Defenders preview the dangers of Rodgers

Vikings defenders sound well-versed in the talents of Aaron Rodgers and know what they have to do. Now, can they do it?

There has never been any question that Aaron Rodgers is in the discussion for top quarterback in the NFL. He’s won a Super Bowl. The Packers have had a stranglehold on the NFC North title since 2010 and he has helped make stars of not-so-highly regarded college players in the NFL.

Rodgers is a true anomaly in that he replaced a legend and hasn’t allowed there to be a letdown. He has been an elite quarterback since 2010 and, in 2014, he may be having his best season as a pro.

Since starting off 1-2 and having Packers fans climbing out on the ledge, in the last seven games, Rodgers has thrown for 2,051 yards and 23 touchdowns, including three or more in six of seven games.

To most observers, Rodgers is dialed in like never before. But, to veteran Vikings like defensive end Brian Robison, this isn’t anything new.

“He’s always playing his best ball,” Robison said. “It doesn’t matter what part of his career you look at, he’s played great ball. I think these last two games have just showed that their offense is really gaining steam and we’ve got to make sure that we’re clued into our keys and take care of our assignments. If we do that, if they beat us they beat us, but it’s not going to be because of anything we do.”

The respect the Vikings have for Rodgers has been earned because he forces defenders to each do their jobs at a high level. If they make mistakes, Rodgers is adept at making them pay for it.

“We know he doesn’t hold the ball in his hands long,” linebacker Jasper Brinkley said. “He’s one of those mastermind guys of the game. We have to take care of our responsibilities. If we’re not on the same page in our coverage, he’s going to expose you.”

Those tormented most by Rodgers’ amazing skill set are defensive backs. He has a knack for turning a near-sack into a 50-yard bomb to a wide open receiver who breaks of his route when he freelances outside the pocket. Cornerback Xavier Rhodes hasn’t played Rodgers often, but he has been burned and is wary of what Rodgers is capable of.

“He’s one of the best quarterbacks in the game,” Rhodes said. “He throws accurate passes that take advantage of guys who can get open and get free of coverage. You have to stick with guys longer because he’s a good a runner and can extend plays and put pressure on us to stick with our man longer than we usually have to.”

The problem Rodgers poses for defensive backs is his ability to extend plays like few others. If defenders get their hands on even greats like Peyton Manning, Drew Brees and Tom Brady, in most cases they aren’t going anywhere other than down.

Rodgers can throw darts on the move and, when he escapes the pass rush, the back end of a defense is put on DEFCON 1 when he’s on the move because it is an item in Rodgers’ tool box that most of the elite quarterbacks lack.

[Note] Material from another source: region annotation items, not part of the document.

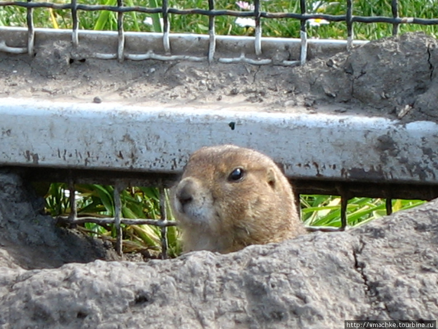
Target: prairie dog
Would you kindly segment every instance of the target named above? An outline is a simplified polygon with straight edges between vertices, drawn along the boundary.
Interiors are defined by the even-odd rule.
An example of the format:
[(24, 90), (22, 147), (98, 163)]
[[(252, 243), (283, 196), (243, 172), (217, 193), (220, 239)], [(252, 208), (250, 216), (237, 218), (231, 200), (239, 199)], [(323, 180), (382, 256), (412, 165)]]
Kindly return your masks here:
[(196, 151), (172, 198), (184, 252), (230, 252), (305, 232), (287, 179), (271, 159), (250, 149)]

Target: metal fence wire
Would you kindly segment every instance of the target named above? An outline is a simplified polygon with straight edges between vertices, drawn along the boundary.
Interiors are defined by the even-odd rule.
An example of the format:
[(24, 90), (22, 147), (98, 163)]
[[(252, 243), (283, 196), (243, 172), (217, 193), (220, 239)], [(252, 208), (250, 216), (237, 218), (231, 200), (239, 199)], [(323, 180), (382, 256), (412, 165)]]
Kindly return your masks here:
[[(169, 8), (168, 0), (163, 0), (161, 7), (148, 8), (141, 6), (126, 6), (124, 5), (123, 0), (117, 0), (117, 6), (103, 5), (86, 5), (78, 3), (77, 0), (71, 0), (70, 3), (60, 4), (50, 2), (35, 2), (32, 0), (27, 2), (16, 1), (0, 1), (0, 7), (5, 6), (16, 6), (27, 9), (27, 23), (28, 28), (27, 45), (26, 48), (17, 48), (8, 47), (4, 42), (0, 40), (0, 51), (5, 52), (20, 53), (28, 53), (30, 55), (34, 53), (35, 41), (35, 29), (34, 24), (33, 10), (36, 8), (47, 8), (56, 10), (69, 10), (71, 11), (73, 20), (72, 31), (72, 42), (75, 46), (79, 44), (78, 37), (78, 11), (108, 10), (117, 13), (117, 31), (118, 34), (118, 46), (117, 51), (114, 54), (95, 54), (95, 57), (101, 59), (117, 58), (120, 61), (124, 59), (139, 60), (148, 59), (161, 60), (173, 60), (186, 59), (194, 61), (202, 61), (208, 59), (211, 62), (216, 60), (222, 62), (244, 62), (256, 65), (271, 64), (272, 59), (263, 58), (254, 59), (246, 58), (243, 55), (235, 58), (215, 58), (216, 42), (217, 35), (215, 32), (215, 18), (217, 16), (230, 16), (236, 17), (254, 18), (255, 22), (254, 48), (256, 55), (261, 57), (263, 52), (261, 46), (262, 28), (260, 20), (262, 18), (270, 19), (291, 19), (300, 21), (300, 38), (301, 40), (301, 54), (300, 60), (297, 61), (284, 61), (284, 65), (296, 65), (302, 64), (305, 62), (307, 56), (307, 33), (306, 32), (306, 22), (311, 19), (322, 19), (329, 21), (345, 21), (347, 27), (347, 49), (350, 49), (353, 40), (353, 23), (355, 22), (362, 23), (386, 23), (393, 26), (392, 34), (396, 35), (398, 32), (400, 24), (411, 23), (420, 25), (438, 25), (438, 19), (427, 19), (415, 17), (400, 17), (398, 0), (391, 0), (391, 7), (392, 17), (381, 16), (363, 17), (352, 15), (353, 1), (347, 0), (347, 11), (346, 15), (332, 15), (324, 14), (309, 14), (307, 13), (307, 8), (305, 0), (300, 0), (299, 14), (296, 13), (271, 13), (260, 11), (260, 0), (254, 0), (254, 10), (250, 11), (237, 11), (229, 10), (217, 10), (215, 9), (214, 0), (208, 0), (208, 9), (178, 9)], [(125, 32), (123, 28), (124, 14), (131, 12), (146, 14), (161, 14), (163, 16), (163, 45), (164, 55), (155, 54), (149, 51), (144, 54), (130, 54), (125, 51)], [(194, 56), (172, 55), (171, 52), (169, 40), (170, 22), (169, 14), (189, 15), (199, 14), (206, 15), (209, 17), (208, 35), (209, 42), (207, 50), (208, 55), (206, 58)]]
[[(262, 49), (262, 28), (260, 20), (263, 19), (290, 19), (299, 20), (300, 22), (300, 39), (301, 51), (299, 60), (283, 61), (282, 64), (286, 66), (296, 65), (304, 64), (307, 57), (308, 38), (306, 31), (306, 23), (311, 19), (322, 19), (332, 22), (345, 21), (347, 24), (347, 50), (351, 48), (354, 39), (353, 25), (355, 22), (361, 23), (384, 23), (392, 25), (392, 34), (397, 35), (399, 31), (399, 27), (401, 24), (417, 24), (420, 25), (438, 25), (438, 19), (426, 19), (415, 17), (400, 17), (397, 0), (391, 1), (391, 7), (392, 13), (392, 17), (376, 16), (362, 17), (356, 16), (352, 15), (353, 1), (347, 0), (347, 11), (346, 15), (331, 15), (324, 14), (309, 14), (307, 12), (305, 0), (300, 0), (300, 13), (272, 13), (261, 11), (260, 0), (254, 0), (254, 10), (249, 11), (237, 11), (229, 10), (217, 10), (215, 7), (214, 0), (208, 0), (208, 9), (178, 9), (169, 8), (168, 0), (163, 0), (161, 7), (148, 8), (141, 6), (126, 6), (124, 5), (123, 0), (117, 0), (117, 6), (109, 6), (103, 5), (86, 5), (78, 3), (77, 0), (71, 0), (69, 3), (60, 4), (50, 2), (32, 2), (32, 0), (27, 1), (0, 1), (0, 7), (6, 6), (13, 6), (24, 7), (27, 9), (27, 47), (18, 48), (8, 46), (4, 40), (0, 39), (0, 51), (6, 53), (20, 54), (28, 53), (33, 56), (35, 53), (35, 28), (33, 20), (33, 10), (36, 8), (52, 8), (56, 10), (67, 10), (71, 11), (73, 21), (73, 29), (72, 31), (72, 42), (74, 46), (77, 47), (79, 43), (78, 38), (78, 12), (79, 11), (102, 11), (107, 10), (117, 13), (117, 31), (118, 45), (117, 51), (112, 54), (94, 54), (93, 57), (98, 58), (108, 59), (117, 59), (123, 61), (125, 59), (134, 60), (146, 60), (148, 59), (158, 59), (160, 60), (175, 60), (184, 59), (196, 61), (208, 60), (209, 62), (214, 61), (224, 63), (246, 62), (250, 64), (261, 65), (271, 64), (273, 61), (271, 58), (263, 58), (263, 50)], [(125, 50), (125, 32), (124, 30), (124, 14), (130, 12), (137, 12), (146, 14), (161, 14), (163, 16), (163, 32), (162, 42), (164, 49), (164, 54), (157, 54), (153, 51), (150, 50), (144, 54), (133, 54), (127, 53)], [(205, 53), (207, 55), (204, 57), (197, 57), (188, 56), (187, 55), (173, 55), (171, 51), (170, 42), (169, 40), (170, 22), (169, 14), (189, 15), (199, 14), (206, 15), (209, 18), (208, 24), (208, 46)], [(236, 58), (217, 58), (215, 56), (216, 49), (217, 35), (215, 31), (215, 19), (217, 16), (228, 15), (236, 17), (253, 18), (255, 22), (255, 37), (254, 38), (254, 46), (255, 52), (257, 57), (257, 59), (248, 58), (244, 54)], [(165, 194), (163, 188), (163, 184), (160, 187), (161, 195), (160, 212), (161, 219), (159, 220), (153, 219), (128, 219), (122, 218), (121, 210), (120, 193), (125, 186), (122, 183), (116, 184), (114, 187), (114, 201), (115, 205), (115, 213), (114, 218), (96, 218), (96, 217), (77, 217), (76, 201), (75, 200), (74, 182), (73, 179), (70, 178), (69, 181), (69, 189), (70, 202), (72, 205), (71, 212), (68, 217), (60, 217), (58, 219), (65, 223), (73, 225), (82, 224), (85, 222), (93, 222), (98, 224), (114, 223), (117, 232), (117, 242), (116, 249), (117, 252), (122, 253), (122, 234), (121, 225), (125, 224), (149, 224), (158, 226), (161, 228), (162, 255), (165, 258), (166, 253), (167, 241), (166, 240), (166, 228), (170, 226), (174, 226), (176, 223), (167, 220), (166, 213)], [(342, 197), (341, 204), (341, 229), (344, 229), (347, 225), (347, 200), (351, 196), (348, 191), (342, 188), (338, 189), (340, 195)], [(386, 199), (387, 213), (392, 212), (391, 199), (389, 197)]]

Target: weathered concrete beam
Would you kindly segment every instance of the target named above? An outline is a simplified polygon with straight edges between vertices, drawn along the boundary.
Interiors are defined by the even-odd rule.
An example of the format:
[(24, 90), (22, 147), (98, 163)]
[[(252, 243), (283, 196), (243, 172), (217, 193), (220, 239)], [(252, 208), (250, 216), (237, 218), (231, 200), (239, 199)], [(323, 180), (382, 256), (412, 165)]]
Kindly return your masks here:
[(204, 145), (263, 152), (292, 179), (438, 184), (438, 125), (382, 117), (0, 102), (0, 165), (176, 174)]

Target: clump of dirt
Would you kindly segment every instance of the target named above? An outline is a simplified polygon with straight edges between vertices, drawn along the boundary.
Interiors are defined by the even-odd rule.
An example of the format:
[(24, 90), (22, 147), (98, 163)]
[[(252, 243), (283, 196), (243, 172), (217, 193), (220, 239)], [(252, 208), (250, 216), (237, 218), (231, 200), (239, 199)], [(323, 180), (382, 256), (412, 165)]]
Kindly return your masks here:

“He can make all the throws,” cornerback Captain Munnerlyn said. “He can run. He can hurt you with his feet. He can keep plays alive. The thing with him is that we have to try to eliminate the big plays, keep the receivers in front of us and make plays on the ball.”

It is Rodgers’ ability to give the idea that he might run that makes him lethal for defenders – and the primary reason why the defensive front is being cautioned to keep him bottled up in the pocket.

“He’s got very good poise in the pocket and he’s at his most dangerous when he’s on the move,” Robison said. “He’s not a scrambling quarterback, but when he runs, he’s effective. What makes him dangerous is that he never takes his eyes off his receivers downfield. He can look like he’s going to run with the ball and then zip a pass. Our job is going to be to contain him in the pocket and not let him get outside because he can kill you when he’s on the move.”

Given the roll the Packers are currently on, the best that the Vikings can hope to do is contain Rodgers and not give up the backbreaking big plays that have been his signature moments. To prevent Discount Double Check moves being made, the Vikings defense will have to be assignment-sound. The fewer options Rodgers has, the better.

“It’s going to take a complete team effort,” linebacker Anthony Barr said. “He’s one of the best quarterbacks out there and he’s got a lot of weapons around him. We’re going to need to have everybody working together and taking care of their job because you know he’s going to be playing at a high level.”